AA型についてのまとめ
出典: フリー百科事典『ウィキペディア(Wikipedia)』 (2021/10/31 08:38 UTC 版)
「トヨダ・AA型乗用車」の記事における「AA型についてのまとめ」の解説
AA型は1936年当時では相当な意欲作であったが、当時のトヨタの技術水準はまだ十分なものではなく、品質や価格競争力においては当時の日本製アメリカ車(ノックダウン生産)やヨーロッパ車に及ばなかったと言われる。シボレーのコピーのエンジンを、シボレーとフォードの折衷的シャーシに搭載、クライスラー風のボディを与えたというその成り立ちは、アメリカ製量産車の体裁を模倣せねばならなかった、当時の技術的限界を如実に現した産物とも言えた。 当時アメリカ車やヨーロッパ車が大きなシェアを占めていた日本や満州国市場においては販路も限られ、トヨタ関係企業や官公庁、帝国陸軍などが主たるユーザーであった。輸出については、トヨタにとって初めての乗用車ということもあり、まだ本格的な海外における販路も確立されておらず、満州国など日本の友好国や占領地などの勢力圏で少数が使用されたにとどまる。 元々製造台数が少なかったこともあり、戦争による被災や戦中戦後の酷使の結果、AA・AB(ABR)・AC型の各車は1950年代までにほぼすべて喪失されたものと見られている。豊田喜一郎をはじめとする1950年代前半のトヨタ関係者を撮影した写真に、AA型もしくはAC型と思われる大型乗用車が背景として写り混んでいたり、昭和30年代前期の名古屋駅前で撮影された写真に駐車中のAC型が記録されていた事例から、昭和30年代まではトヨタ自動車所有である程度の残存車があったものと思われるが、以後の消息はつまびらかでない。 AB型(ABR型)については、トヨタ博物館と日本自動車博物館所蔵の2台の現存が確認されている。

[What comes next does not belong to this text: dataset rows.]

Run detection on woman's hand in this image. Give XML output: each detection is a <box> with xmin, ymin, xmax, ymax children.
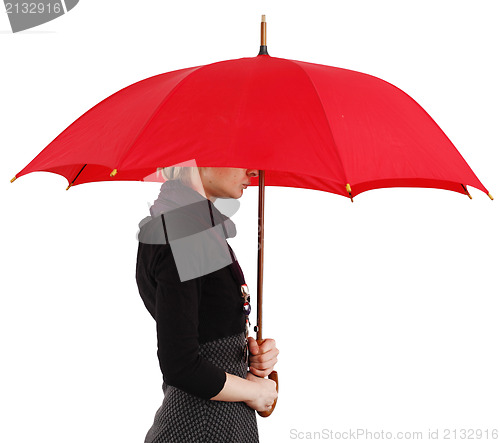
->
<box><xmin>248</xmin><ymin>337</ymin><xmax>279</xmax><ymax>378</ymax></box>
<box><xmin>245</xmin><ymin>372</ymin><xmax>278</xmax><ymax>412</ymax></box>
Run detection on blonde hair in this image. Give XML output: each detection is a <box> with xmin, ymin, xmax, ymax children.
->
<box><xmin>159</xmin><ymin>166</ymin><xmax>201</xmax><ymax>186</ymax></box>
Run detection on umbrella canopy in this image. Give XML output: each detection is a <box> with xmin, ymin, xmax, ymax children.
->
<box><xmin>11</xmin><ymin>51</ymin><xmax>491</xmax><ymax>200</ymax></box>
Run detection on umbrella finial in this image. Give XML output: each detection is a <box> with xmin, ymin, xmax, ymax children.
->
<box><xmin>258</xmin><ymin>14</ymin><xmax>269</xmax><ymax>56</ymax></box>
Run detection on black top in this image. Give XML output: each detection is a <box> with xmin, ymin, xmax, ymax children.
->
<box><xmin>135</xmin><ymin>183</ymin><xmax>247</xmax><ymax>400</ymax></box>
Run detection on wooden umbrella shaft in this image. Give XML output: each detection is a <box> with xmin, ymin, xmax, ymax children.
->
<box><xmin>256</xmin><ymin>17</ymin><xmax>267</xmax><ymax>340</ymax></box>
<box><xmin>255</xmin><ymin>18</ymin><xmax>278</xmax><ymax>420</ymax></box>
<box><xmin>255</xmin><ymin>169</ymin><xmax>279</xmax><ymax>419</ymax></box>
<box><xmin>256</xmin><ymin>170</ymin><xmax>265</xmax><ymax>341</ymax></box>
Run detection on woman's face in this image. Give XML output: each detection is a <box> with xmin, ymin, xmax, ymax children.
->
<box><xmin>200</xmin><ymin>167</ymin><xmax>258</xmax><ymax>201</ymax></box>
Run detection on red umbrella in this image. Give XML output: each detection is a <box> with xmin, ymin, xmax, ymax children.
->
<box><xmin>10</xmin><ymin>16</ymin><xmax>492</xmax><ymax>417</ymax></box>
<box><xmin>10</xmin><ymin>23</ymin><xmax>491</xmax><ymax>201</ymax></box>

2000年代になり、第二次世界大戦末期の1945年8月にに満州国に侵攻してきたソビエト連邦軍により接収され、大戦終結後にウラジオストックからシベリアの農夫の手に渡ったAA型と思われる自動車が現存し、オランダのローマン博物館(英語版)が入手している事がわかった。左ハンドル化やワイパー、ラジエターグリル、トランク等、改造個所は多くみられるが、リブやフェンダー、ドア、窓ガラスの特徴はAA型と一致しており、後にこの自動車はトヨタ博物館の調査によりAA型であることが確認された。